- Kategori
- TV Programları
Reality showlar

Reality show denen programlar var, biliyorsunuz. Nefret ediyorum bunlardan, izlemeye tahammül edemiyorum. Reyting uğruna bol gözyaşı, ağdalı dramatik hikâyeler, insanı çileden çıkartan müzikli ağır çekim görüntüler...
Para hırsıyla insanların duygularıyla, hayatlarındaki dramlarla oynamalar...
İzdivaç programları, komediye dönüşen dramlar.
Bir çoğu mizansen zaten. Fakat gerçek hayat hikâyeleri de var tabi.
İzlemiyorum, ama reklam aralarında tanıtımlarına rastlıyorum mutlaka. Feryat figan bağıran anne babalar, gözyaşları içindeki gelinler, korku dolu gözlerle bakan taciz mağduru çocuklar...
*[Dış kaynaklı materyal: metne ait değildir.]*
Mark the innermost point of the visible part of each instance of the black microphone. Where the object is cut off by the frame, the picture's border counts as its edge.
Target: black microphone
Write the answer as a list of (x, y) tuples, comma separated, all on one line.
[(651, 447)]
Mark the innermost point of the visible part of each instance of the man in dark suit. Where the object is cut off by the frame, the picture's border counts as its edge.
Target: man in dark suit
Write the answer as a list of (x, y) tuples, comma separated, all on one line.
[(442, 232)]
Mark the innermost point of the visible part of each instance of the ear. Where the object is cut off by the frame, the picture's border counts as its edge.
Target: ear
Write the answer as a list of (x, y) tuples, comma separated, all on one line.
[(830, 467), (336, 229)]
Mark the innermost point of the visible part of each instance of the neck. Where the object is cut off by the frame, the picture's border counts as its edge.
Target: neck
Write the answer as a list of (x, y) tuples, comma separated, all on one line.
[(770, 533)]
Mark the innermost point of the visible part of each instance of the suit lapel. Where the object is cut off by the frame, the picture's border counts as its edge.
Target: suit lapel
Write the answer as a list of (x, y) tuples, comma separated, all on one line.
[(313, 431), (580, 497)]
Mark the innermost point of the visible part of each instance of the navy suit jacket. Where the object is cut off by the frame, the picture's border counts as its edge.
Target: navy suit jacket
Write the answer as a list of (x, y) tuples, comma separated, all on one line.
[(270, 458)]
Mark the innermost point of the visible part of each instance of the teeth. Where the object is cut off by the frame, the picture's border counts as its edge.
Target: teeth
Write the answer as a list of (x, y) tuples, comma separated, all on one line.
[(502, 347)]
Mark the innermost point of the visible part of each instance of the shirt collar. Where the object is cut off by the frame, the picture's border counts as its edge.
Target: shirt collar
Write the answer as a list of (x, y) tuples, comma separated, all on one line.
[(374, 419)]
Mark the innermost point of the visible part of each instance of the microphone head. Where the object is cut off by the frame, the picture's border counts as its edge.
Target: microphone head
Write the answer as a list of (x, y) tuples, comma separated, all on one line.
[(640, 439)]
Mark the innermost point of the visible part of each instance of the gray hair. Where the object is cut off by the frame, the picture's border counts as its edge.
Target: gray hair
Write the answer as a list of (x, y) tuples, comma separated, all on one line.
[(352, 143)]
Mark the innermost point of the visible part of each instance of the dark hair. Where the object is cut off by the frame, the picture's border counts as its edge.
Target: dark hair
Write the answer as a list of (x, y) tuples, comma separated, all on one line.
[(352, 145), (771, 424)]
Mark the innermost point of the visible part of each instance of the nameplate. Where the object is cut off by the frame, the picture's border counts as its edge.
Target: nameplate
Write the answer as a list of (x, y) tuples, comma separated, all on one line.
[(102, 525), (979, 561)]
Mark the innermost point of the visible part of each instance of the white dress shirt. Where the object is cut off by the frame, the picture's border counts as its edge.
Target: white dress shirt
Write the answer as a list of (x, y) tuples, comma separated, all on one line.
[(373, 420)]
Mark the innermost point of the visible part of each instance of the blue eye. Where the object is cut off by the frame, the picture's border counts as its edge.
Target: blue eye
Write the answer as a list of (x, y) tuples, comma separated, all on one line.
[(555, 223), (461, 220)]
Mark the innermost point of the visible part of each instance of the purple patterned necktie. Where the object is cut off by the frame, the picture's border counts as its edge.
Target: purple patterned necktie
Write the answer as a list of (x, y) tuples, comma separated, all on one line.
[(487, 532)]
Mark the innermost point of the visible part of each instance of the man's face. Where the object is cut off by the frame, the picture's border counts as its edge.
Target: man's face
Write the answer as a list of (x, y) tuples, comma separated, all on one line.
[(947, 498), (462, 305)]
Aslında izlemem gerek diye düşünüyorum zaman zaman. Çünkü anlatılan, gösterilen hikâyeler hayattan alınma, bizim insanımızın hayatından alınma, yaşanmış gerçekler. Bazısını bildiğimiz, bazısından hiç haberimiz olmayan hayatlar. Değişik insan yüzleri, değişik aile değerleri...
İzleyeyim ki, toplumdaki değişimi takip edeyim, bihaber olmayayım istiyorum. Fakat, toplumdaki değişimin yönünün artıdan değil de eksiden yana olduğunu gördükçe kahroluyorum. Bir arpa boyu yol alınamadığı gibi geri geri gidilmiş olması ne acı.
Hüseyin Rahmi gibi, Reşat Nuri, Sait Faik, Halit Ziya gibi yazararın kitaplarını okudukça da hayretten kendimi alamıyorum. Ben bu yazarları çocukluğumdan beri okuduğum halde, onların yaşadıkları döneme göre ne kadar çağdaş ve cesur olduklarını görüp şaşırıyorum. Eskiden şaşırmazdım, daha gençken yani. Normaldi çünkü çağdaş olmak, bu yolda ilerlemek, olması gereken buydu. Hepimiz hayat yolunda hep ileriye gitmeliydik, geçmişi unutmadan, geleneklerimize yüz çevirmeden ileri yol almalıydık.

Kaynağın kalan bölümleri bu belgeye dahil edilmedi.